Among other topics Silver discussed:
-- The experience so far through the first All-Star Weekend staged outside the United States' borders had been positive enough that, at some point in the future, another foreign market might be explored. Silver mentioned Mexico City, since it wouldn't require the extensive travel that some overseas markets would. But nothing international in the next three or four years is likely. The 2017 All-Star Game will be held in Charlotte.
-- Kobe Bryant, participating in his final All-Star experience -- and a heavy favorite to wind up as Most Valuable Player in Sunday's game, as much as that can be orchestrated by his fellow All-Stars -- will be missed beyond the skills and thrills he brought to the annual event. Silver said of Bryant: "In addition to being a great player, I think because he was raised for much of his childhood in Italy, because he speaks several languages, I think because he was particularly interested in learning about other cultures, I think ... he's punched way above his weight in terms of the impact he's had on the global expansion of the NBA."
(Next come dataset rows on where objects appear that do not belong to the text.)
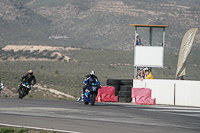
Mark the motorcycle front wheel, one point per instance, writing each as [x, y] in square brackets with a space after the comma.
[21, 93]
[92, 98]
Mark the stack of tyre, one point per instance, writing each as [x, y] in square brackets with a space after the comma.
[122, 88]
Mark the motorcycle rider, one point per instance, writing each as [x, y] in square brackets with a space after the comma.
[86, 80]
[1, 85]
[28, 78]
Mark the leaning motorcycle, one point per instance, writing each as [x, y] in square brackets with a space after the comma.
[91, 92]
[23, 90]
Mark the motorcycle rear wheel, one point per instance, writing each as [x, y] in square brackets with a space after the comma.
[21, 93]
[92, 98]
[85, 102]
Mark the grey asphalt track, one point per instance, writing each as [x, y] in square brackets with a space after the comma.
[100, 118]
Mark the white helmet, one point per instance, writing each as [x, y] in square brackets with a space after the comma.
[92, 73]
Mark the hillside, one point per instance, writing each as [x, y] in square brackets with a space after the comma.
[91, 23]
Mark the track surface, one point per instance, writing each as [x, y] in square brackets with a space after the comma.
[100, 118]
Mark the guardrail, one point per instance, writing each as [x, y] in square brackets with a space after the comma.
[172, 92]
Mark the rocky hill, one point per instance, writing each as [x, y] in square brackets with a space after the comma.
[93, 23]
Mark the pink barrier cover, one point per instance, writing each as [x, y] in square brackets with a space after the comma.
[145, 100]
[141, 92]
[106, 90]
[107, 94]
[109, 98]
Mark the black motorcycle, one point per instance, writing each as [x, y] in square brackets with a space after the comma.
[24, 89]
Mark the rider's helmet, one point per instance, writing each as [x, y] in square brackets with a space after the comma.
[92, 73]
[30, 72]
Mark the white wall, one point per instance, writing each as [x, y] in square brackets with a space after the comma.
[172, 92]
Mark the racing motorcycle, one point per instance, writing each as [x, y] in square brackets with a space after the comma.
[91, 91]
[24, 89]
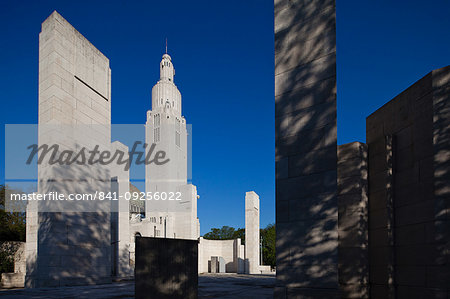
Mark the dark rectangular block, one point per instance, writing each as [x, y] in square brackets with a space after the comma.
[166, 268]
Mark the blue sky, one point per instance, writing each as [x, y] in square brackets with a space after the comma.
[223, 55]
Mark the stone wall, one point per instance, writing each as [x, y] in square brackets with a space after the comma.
[166, 268]
[305, 148]
[69, 242]
[353, 220]
[252, 233]
[409, 169]
[228, 249]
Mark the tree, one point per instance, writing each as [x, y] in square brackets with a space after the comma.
[12, 228]
[12, 224]
[268, 236]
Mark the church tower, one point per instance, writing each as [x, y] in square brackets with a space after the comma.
[165, 129]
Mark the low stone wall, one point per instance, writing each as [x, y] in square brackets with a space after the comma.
[229, 250]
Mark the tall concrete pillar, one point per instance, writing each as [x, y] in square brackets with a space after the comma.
[305, 148]
[251, 233]
[120, 217]
[70, 241]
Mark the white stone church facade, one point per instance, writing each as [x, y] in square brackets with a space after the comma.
[84, 248]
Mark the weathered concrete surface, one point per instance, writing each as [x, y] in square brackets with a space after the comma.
[252, 233]
[210, 286]
[409, 179]
[67, 246]
[306, 148]
[353, 220]
[166, 268]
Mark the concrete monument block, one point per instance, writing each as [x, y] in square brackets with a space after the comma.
[69, 243]
[353, 220]
[305, 148]
[214, 264]
[120, 217]
[408, 143]
[252, 233]
[166, 268]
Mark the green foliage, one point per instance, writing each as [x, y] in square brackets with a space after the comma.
[12, 224]
[268, 236]
[224, 233]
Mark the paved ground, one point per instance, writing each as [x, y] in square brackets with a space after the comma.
[210, 286]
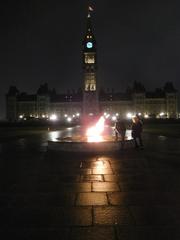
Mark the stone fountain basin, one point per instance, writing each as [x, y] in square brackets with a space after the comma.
[81, 145]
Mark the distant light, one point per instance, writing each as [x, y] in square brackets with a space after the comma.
[53, 117]
[162, 114]
[129, 115]
[114, 118]
[69, 119]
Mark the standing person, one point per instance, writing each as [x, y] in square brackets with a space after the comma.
[137, 131]
[120, 129]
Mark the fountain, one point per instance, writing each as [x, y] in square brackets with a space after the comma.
[98, 138]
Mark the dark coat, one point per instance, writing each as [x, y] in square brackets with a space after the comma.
[136, 129]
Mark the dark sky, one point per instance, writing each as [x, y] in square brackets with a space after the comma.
[41, 41]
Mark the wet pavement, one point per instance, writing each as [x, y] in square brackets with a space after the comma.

-- There is no active discussion of further tweaking the postseason seeding, such as a straight 1-through-16 system without regard to conference affiliation. The travel concerns for certain early-round matchups and the NBA's lack of a balanced schedule still argue against it, the commissioner said.
-- Silver acknowledged there will be "unintended consequences" when the first gush of the NBA's new nine-year, $24 billion TV revenue hits the system this summer, boosting the salary cap from $70 million per team to a projected $89 million. But he didn't address specific speculation about stars clustering on the same rosters, a la the Miami Heat in 2010. The current hot topic involves Oklahoma City All-Star Kevin Durant potentially ganging up with the Golden State Warriors on the unfortunates of the league.
Silver did mention a couple times the lessening role market size can play, if teams in smaller cities have the funds to pay players and enough popularity to further their "brands." Said Silver: "Ultimately what that system is about is player distribution. So if you look now at the league, we see the way our stars are distributed throughout the league. You see seemingly no correlation between market size and where the stars are located."
-- Expanding the D-League to 30 teams, enabling a 1-for-1 affiliation system with NBA franchises, is a priority the NBA hopes to fast-track.
-- Silver began his news conference on a somber note, offering condolences to Oklahoma City assistant coach Monty Williams and his five children for the tragic death of wife and mother Ingrid Williams, 44. She was killed this week in a traffic accident in OKC. "I know this is going to be a tough time for you and your family," Silver said, addressing the popular Thunder coach from his broadcast platform, "but you have enormous support throughout the league."